Montereau : remise en liberté des cinq jeunes incendiaires présumés
Le Parisien, 25 septembre 2020

Le calme est revenu à Surville, après les échauffourées qui ont opposé entre 50 et 100 jeunes à 90 policiers dans la nuit de mardi à mercredi autour du parc de la Gramine. La météo pluvieuse a sans doute contribué à refroidir les esprits.

Après visionnage des images de vidéosurveillance, cinq personnes ont été interpellées. Lors de cette nuit de violences, cinq engins de chantier de deux entreprises différentes ont été incendiés. Le préjudice s’élève pour elles à plus d’un million d’euros.
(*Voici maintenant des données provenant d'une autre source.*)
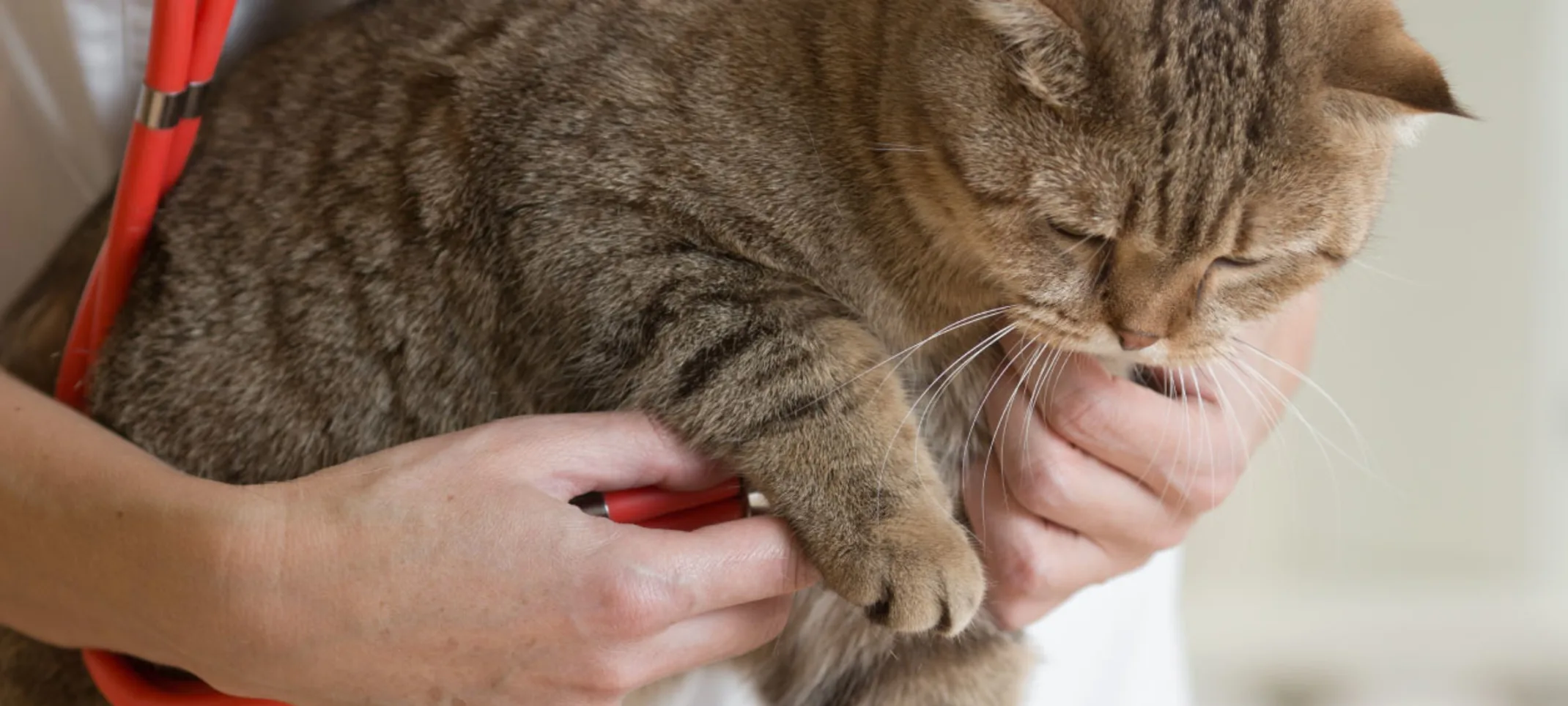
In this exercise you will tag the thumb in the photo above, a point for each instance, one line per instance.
(574, 454)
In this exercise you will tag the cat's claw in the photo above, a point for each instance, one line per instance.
(911, 575)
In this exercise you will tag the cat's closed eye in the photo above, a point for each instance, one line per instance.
(1074, 234)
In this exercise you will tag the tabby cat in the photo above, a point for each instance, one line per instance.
(421, 215)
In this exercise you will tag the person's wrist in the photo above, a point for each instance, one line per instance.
(206, 556)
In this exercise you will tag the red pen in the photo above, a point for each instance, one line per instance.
(659, 509)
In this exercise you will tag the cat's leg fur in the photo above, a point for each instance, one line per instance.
(828, 656)
(783, 383)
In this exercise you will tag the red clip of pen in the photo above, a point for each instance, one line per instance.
(661, 509)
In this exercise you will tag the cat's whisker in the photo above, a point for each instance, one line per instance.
(1235, 421)
(1040, 384)
(1001, 423)
(1385, 273)
(947, 374)
(1272, 415)
(954, 376)
(1166, 427)
(996, 379)
(903, 355)
(1324, 443)
(1306, 380)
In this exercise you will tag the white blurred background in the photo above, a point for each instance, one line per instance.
(1423, 567)
(1427, 567)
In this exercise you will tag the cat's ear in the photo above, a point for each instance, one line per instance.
(1379, 59)
(1046, 38)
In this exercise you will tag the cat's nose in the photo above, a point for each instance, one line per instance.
(1136, 339)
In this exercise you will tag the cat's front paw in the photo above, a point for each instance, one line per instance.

Une classe de la Digitale Académie, voisine du parc, a également été victime de la colère des émeutiers. Plusieurs départs de feu étaient visibles dans le parc de la Gramine qui n’a cependant pas été défiguré. Des vitres ont été brisées dans de nombreux immeubles. Les policiers ont aussi été la cible de jets de projectiles. Tous ces suspects ont été relâchés après leur garde à vue. Mais l’enquête se poursuit, menée par le commissariat de Montereau.

Les travaux ont repris dès le mercredi matin pour continuer la rénovation du parc, tant redoutée par les jeunes qui disent avoir mis le feu pour empêcher la poursuite de la modernisation de ce lieu qu’ils estiment « sacré ». 687 000 euros, financés à 60 % par l’Etat et le département, sont investis pour que d’ici quatre mois les enfants handicapés puissent disposer de jeux adaptées et que des manifestations puissent se dérouler dans le théâtre de verdure agrandi.

Le city-stade doit être rénové et l’aménagement paysager repensé. Des tables de pique-nique vont être installées tout comme un kiosque services qui pourra accueillir une buvette lors des animations. Trois caméras de vidéoprotection seront mise en place, ce qui a également provoqué la colère de ces jeunes qui revendiquent avoir « droit au respect de leur intimité ».

Les cours reprendront dans les jours prochains à la Digitale Académie, une fois que les experts seront passés.